Wildlife authorities in Colorado and Pennsylvania are pushing for new hunting regulations in order to fight the spread of chronic wasting disease among their local deer populations.
Chronic wasting disease, or CWD, affects the central nervous system of not only deer but moose and elk, and can cause disorientation, emaciation, excessive drinking, drooling and urination. Infected animals usually die within two or three years, the Denver Post reports.
CWD was first identified in 1967 in Colorado and has since been reported in more than 20 states, according to the USDA.
In 2017, Canadian researchers claimed to have observed CWD in macaque monkeys who had eaten infected deer meat, but the National Institute of Health reported in 2018 that there was no transmissibility in macaques.
According to the Colorado Department of Public Health and Environment, there could be a “small risk” of humans contracting CWD after eating infected meat, though no cases have been observed.

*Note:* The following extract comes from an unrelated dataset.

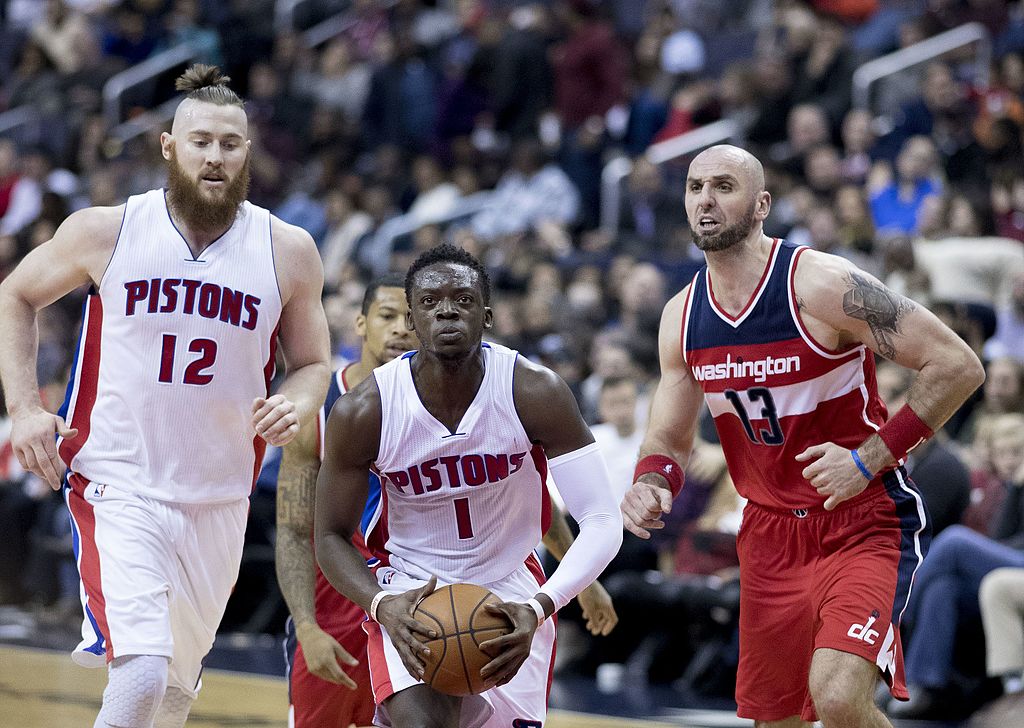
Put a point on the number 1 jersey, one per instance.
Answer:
(773, 390)
(173, 350)
(464, 506)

Now, wildlife experts in Colorado say up to 16 percent of the wild male deer population carries CWD, and plan to present a comprehensive strategy for combating the spread of CWD to officials in September.
Tactics include more rigorous testing policies, new disposal requirements for infected carcasses, limiting the transport of carcasses across state lines, and putting more effort to hunt and disperse large deer herds that are more likely to harbor infected animals.

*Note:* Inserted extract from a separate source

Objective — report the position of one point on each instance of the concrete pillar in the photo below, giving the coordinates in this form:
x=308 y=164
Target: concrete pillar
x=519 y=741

“We’re at a very critical point. We need to do something. This is not only in Colorado. It is nationwide. And there are other states that have a higher prevalence,” said Colorado Wildlife Commissioner Marie Haskett, per the Denver Post.
Experts warn that hunters, too, should get their kills tested and refrain from eating any carcasses carrying CWD.

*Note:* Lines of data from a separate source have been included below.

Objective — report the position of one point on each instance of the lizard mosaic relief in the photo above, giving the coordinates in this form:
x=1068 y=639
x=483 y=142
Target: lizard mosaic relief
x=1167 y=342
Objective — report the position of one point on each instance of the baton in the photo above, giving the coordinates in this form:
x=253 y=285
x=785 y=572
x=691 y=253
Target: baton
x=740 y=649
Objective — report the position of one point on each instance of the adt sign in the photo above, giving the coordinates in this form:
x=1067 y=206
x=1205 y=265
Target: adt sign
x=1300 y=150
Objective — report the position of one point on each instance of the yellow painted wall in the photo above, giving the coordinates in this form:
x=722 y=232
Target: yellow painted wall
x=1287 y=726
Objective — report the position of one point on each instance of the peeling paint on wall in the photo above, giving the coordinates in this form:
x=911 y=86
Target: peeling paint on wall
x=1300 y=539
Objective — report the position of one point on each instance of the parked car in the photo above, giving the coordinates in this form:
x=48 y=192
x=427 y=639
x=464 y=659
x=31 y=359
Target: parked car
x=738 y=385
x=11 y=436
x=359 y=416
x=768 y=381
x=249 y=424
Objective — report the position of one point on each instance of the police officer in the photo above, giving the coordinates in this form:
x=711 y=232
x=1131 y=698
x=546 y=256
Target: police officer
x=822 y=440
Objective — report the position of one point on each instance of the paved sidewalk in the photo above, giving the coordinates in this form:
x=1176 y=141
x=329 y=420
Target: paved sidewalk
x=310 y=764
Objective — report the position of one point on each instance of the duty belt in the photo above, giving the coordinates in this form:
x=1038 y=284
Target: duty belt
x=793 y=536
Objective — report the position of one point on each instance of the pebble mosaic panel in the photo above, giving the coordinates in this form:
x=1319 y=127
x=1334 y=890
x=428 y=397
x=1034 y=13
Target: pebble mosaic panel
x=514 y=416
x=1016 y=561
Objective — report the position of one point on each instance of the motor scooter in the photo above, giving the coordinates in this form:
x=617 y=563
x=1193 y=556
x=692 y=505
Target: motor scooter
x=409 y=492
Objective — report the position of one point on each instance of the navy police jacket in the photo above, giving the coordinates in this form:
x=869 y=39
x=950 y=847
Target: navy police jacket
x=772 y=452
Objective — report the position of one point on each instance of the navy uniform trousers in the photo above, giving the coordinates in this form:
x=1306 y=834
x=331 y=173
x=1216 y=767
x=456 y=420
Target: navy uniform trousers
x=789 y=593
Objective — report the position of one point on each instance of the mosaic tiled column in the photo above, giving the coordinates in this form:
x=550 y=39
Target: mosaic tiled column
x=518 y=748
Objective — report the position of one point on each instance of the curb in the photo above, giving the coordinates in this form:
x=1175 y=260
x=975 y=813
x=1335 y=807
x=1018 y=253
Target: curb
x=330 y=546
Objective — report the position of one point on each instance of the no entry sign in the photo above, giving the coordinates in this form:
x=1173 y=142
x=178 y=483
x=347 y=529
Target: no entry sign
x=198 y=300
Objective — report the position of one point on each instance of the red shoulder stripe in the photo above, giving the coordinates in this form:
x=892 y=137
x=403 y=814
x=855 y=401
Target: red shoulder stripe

The Pennsylvania Game Commission, meanwhile, is forbidding hunters from bringing whole deer carcasses back into the state from neighboring New York, Ohio, Maryland and West Virginia. Meat is allowed so long as the backbone is removed, according to a press release issued Friday.
“As we’ve seen in Pennsylvania, just because CWD appears confined to a specific area, doesn’t mean it won’t turn up somewhere completely new, miles away,” said executive director Bryan Burhans.
“Tightening up this order puts teeth in the Game Commission’s ability to enforce it, allowing us to better protect our deer and elk from CWD.”